On 20/11/06, Paul Walsh, Segala <paulwalsh@segala.com> wrote:

> F2F looks like it was productive - especially with the amount of tasks Susie
> received ;)

Yes, the minutes suggest it was a very busy time (thanks for
scribing/posting, btw).
(Poor Susie ;-)

Re. Content labelling - not had any involvement in the field myself,
but did see Phil Archer's presentation at SwigAtTp2006 [1], looks very
promising.

> I'd like to take on the responsibility of managing the relationship/bridging
> the gap between the SWEO and Web 2.0 communities. Ivan, to get this started;
> can you please ask TimBL if he will do some interviews? I can set them up
> for the main Web 2.0 commentators (I've already been approached!). I think
> this will be a great 'start' for the outreach. I'm doing some interviews but
> feel TimBL (for some strange reason) will draw in the crowds a little better
> than me :)

Great!

> Doing interviews with the Web 2.0 community is the best start IMHO - getting
> the immediate attention of more than a few hundred thousand qualified
> people, a lot of whom blog themselves, will be much more 'engaging' than
> speaking to a traditional print publication. The traditional publications
> will pick up from these guys anyway...

Yep, although the "Web 3.0" piece caused quite a flurry, getting a
front-page mention in the NYT isn't something we can rely on. On the
other hand, the same eyeballs can be reached by pumping the
blogosphere's echo chamber.

> I would still like the group to focus more on the Semantic Web and not RDF.

When reaching out, I don't disagree.
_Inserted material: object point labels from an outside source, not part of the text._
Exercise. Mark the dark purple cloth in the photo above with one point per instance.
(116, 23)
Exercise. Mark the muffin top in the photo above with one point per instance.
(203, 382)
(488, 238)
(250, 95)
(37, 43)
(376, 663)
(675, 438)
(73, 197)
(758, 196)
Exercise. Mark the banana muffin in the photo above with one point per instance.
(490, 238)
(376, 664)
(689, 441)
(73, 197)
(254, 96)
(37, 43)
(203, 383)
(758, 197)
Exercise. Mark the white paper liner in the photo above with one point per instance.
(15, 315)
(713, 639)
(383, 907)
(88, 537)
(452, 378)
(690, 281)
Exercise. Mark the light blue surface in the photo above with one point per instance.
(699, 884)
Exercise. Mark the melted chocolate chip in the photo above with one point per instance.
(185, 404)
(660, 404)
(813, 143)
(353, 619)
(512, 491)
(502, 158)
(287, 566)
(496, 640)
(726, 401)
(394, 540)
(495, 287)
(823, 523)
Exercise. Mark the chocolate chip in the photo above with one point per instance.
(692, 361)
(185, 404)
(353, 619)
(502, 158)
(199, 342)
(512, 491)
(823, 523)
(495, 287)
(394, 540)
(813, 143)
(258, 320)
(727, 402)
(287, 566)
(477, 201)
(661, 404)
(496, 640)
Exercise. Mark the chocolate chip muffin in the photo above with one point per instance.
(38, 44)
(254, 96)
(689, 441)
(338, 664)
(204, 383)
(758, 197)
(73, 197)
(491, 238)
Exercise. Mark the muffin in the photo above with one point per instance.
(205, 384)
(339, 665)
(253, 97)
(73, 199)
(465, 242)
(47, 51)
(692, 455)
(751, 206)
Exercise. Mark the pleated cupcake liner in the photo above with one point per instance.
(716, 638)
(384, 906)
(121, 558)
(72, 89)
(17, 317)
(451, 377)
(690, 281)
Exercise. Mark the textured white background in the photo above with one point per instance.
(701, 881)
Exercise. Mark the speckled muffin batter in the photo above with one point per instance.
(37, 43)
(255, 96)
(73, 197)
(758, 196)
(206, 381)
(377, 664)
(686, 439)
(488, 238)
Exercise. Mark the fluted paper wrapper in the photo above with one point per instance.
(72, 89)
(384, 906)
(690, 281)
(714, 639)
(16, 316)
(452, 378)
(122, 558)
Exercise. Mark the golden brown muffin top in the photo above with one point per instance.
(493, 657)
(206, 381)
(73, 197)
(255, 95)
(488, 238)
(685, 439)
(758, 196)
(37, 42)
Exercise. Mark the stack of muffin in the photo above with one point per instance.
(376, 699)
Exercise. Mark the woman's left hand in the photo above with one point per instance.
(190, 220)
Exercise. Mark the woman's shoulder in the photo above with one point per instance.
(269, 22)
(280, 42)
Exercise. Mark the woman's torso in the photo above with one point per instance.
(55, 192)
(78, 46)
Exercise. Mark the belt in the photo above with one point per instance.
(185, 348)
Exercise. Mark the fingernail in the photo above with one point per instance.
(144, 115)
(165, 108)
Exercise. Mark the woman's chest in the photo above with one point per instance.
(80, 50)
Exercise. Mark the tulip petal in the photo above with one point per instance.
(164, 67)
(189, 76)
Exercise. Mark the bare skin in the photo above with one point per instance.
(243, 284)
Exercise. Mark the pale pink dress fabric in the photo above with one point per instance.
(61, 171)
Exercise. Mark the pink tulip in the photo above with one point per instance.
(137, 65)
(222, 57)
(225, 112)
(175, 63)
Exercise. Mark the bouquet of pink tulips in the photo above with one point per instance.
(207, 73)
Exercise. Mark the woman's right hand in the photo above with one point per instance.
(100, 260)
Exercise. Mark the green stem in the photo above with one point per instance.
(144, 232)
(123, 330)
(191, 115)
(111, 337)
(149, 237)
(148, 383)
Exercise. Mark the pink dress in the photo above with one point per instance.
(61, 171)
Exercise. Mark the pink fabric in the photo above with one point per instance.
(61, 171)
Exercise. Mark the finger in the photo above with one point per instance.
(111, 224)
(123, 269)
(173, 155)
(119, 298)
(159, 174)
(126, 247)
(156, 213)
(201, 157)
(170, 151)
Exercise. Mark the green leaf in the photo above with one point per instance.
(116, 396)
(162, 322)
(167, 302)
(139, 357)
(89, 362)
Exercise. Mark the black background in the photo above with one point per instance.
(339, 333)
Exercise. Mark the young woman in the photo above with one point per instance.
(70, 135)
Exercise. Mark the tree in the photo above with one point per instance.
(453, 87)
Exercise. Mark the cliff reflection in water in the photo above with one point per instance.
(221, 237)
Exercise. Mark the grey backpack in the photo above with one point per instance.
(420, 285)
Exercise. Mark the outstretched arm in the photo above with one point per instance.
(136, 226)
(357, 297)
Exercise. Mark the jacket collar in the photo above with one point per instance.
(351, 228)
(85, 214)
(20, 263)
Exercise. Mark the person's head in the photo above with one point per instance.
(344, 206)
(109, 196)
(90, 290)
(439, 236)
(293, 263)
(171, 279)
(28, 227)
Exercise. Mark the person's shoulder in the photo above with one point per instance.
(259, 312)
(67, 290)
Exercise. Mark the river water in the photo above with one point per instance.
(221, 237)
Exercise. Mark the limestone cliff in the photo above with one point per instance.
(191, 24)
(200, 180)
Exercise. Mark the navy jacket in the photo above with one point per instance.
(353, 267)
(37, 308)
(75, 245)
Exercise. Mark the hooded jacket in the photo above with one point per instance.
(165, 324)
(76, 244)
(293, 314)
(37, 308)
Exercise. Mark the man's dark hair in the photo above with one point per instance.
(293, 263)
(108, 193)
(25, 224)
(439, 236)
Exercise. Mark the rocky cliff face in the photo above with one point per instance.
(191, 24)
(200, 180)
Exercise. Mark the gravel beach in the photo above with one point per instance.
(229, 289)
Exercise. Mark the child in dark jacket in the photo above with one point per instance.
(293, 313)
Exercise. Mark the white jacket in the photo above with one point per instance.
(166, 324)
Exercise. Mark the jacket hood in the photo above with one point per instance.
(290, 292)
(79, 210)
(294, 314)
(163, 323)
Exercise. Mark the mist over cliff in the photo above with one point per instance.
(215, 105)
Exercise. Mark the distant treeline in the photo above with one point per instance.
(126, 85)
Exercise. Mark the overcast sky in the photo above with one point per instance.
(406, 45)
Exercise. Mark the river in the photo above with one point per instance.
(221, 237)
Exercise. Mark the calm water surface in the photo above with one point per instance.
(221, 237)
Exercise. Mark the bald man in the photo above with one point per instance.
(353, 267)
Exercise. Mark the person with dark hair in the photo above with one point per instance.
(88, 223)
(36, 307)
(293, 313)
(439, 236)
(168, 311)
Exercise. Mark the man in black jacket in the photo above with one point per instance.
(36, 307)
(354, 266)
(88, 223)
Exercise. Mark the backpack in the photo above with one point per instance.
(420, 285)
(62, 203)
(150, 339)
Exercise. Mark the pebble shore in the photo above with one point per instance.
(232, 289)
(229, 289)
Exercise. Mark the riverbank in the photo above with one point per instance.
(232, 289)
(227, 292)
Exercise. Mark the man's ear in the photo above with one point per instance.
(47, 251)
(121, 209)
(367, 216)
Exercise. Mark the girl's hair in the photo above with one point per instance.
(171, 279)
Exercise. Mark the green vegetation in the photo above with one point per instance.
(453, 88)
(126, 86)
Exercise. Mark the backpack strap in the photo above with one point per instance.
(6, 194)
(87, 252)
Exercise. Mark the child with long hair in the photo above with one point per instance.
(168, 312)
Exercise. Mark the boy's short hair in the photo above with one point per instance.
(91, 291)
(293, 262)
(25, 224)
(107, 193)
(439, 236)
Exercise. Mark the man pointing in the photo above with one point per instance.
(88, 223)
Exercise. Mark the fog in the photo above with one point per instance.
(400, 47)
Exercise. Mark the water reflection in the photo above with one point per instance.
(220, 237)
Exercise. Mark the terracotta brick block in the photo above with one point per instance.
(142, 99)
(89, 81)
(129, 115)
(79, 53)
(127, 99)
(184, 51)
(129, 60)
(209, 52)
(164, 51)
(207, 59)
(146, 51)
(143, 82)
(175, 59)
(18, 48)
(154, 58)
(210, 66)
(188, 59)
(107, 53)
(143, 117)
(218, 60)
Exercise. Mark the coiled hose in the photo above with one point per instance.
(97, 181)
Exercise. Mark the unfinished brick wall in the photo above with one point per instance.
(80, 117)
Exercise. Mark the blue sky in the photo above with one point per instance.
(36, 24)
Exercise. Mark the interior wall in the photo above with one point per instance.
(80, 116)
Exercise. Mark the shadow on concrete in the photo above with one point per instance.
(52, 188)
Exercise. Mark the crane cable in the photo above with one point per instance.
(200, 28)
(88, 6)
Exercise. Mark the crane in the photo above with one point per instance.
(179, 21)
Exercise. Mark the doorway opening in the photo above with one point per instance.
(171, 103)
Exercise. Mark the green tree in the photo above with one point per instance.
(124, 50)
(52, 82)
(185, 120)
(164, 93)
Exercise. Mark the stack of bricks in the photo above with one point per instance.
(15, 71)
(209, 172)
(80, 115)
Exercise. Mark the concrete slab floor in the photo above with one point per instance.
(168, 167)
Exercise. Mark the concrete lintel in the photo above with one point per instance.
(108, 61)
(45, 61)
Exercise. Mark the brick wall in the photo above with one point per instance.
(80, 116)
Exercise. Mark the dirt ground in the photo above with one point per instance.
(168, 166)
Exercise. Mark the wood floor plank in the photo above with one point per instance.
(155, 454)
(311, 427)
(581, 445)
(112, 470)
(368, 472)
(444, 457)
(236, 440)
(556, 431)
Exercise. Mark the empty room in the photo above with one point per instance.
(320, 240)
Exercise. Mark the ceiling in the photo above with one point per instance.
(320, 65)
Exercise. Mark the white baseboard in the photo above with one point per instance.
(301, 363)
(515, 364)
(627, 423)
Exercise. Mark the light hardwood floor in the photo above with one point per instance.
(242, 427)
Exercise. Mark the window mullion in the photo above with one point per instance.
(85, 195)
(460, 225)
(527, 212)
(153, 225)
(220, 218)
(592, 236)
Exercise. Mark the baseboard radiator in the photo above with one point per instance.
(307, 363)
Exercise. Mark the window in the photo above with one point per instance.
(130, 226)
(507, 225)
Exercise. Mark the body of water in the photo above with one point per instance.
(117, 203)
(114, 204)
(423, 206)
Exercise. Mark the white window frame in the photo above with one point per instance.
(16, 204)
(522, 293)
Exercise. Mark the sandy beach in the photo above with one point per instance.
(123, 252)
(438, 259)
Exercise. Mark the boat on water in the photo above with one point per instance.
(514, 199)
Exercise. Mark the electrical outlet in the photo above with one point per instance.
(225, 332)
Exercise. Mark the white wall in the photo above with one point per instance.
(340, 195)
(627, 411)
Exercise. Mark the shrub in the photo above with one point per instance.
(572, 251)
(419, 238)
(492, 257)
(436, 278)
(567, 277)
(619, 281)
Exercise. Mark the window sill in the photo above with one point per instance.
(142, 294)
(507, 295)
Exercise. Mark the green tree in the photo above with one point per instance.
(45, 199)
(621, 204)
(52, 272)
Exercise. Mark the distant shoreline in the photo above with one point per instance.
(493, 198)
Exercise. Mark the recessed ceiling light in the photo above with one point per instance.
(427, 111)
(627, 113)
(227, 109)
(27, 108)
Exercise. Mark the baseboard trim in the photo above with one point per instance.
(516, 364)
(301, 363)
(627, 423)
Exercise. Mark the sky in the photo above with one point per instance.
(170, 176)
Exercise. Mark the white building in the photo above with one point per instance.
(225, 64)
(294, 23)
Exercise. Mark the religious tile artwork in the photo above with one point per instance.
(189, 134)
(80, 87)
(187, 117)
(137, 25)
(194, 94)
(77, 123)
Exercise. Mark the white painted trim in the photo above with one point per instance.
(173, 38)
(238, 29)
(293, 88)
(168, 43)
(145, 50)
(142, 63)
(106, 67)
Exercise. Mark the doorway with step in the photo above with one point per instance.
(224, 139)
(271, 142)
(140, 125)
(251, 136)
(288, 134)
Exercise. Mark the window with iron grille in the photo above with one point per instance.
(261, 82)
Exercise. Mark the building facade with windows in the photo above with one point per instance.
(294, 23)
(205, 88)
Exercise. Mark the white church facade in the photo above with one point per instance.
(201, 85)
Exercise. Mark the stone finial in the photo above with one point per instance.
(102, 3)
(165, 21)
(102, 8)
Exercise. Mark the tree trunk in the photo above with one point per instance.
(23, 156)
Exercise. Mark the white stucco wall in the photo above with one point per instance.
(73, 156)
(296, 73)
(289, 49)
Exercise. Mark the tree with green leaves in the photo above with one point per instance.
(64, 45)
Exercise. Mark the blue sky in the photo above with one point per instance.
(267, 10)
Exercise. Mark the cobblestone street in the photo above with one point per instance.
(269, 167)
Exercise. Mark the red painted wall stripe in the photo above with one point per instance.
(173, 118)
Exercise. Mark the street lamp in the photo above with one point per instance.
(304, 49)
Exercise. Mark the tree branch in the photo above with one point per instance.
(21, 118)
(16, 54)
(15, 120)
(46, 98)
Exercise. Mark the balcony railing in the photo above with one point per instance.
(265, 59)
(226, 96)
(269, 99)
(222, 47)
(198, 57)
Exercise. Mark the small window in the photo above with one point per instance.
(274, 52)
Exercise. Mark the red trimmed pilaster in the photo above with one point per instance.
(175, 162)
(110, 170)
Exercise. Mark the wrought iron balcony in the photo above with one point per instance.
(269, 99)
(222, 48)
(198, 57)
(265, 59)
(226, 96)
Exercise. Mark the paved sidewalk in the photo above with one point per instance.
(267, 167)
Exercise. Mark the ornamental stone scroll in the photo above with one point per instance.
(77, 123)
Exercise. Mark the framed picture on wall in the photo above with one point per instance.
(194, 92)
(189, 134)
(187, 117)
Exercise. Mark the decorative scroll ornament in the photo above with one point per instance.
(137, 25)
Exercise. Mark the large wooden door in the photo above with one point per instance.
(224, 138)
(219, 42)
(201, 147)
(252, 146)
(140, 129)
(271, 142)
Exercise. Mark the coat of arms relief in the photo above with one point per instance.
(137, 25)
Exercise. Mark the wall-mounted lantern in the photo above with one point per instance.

Not least because in many minds
RDF is just Yet Another Technology without any distinguishing
features. (Worse still: Yet Another XML Format)

[snip]

But there is a danger with the sans RDF approach of it coming across
as soley Semantic Web the Vision (= pie in the sky, at best "timbl's
science project"...), and losing the SW Technologies (pixie dust? -
deployable now!) aspect.

When it comes to the Web 2.0 audience, there seems to be more
attention given to neat tricks (and snazzy widgets) than any vision. I
doubt Tim O'Reilly's architectural diagrams and discussions would be
given much credence were it not for the multitude of Web 2.0
applications. Where there is technical innovation, the hands-on aspect
seems critical - Ajax, Ruby on Rails etc.

Basically this all comes back to "showing not telling". There are
obvious limitations on what sweo-ig can do in practice here, building
applications takes time. But I suspect there is a lot that could be
done without much effort - mostly joining together various data
sources and putting a nice-looking (off-the-shelf) viewer (/editor) on
top. Not sure how far into such territory the charter reaches. [Hmm, a
prequisite would be the data/tools lists and some intense
brainstorming - maybe calls for another chunk of Wiki...]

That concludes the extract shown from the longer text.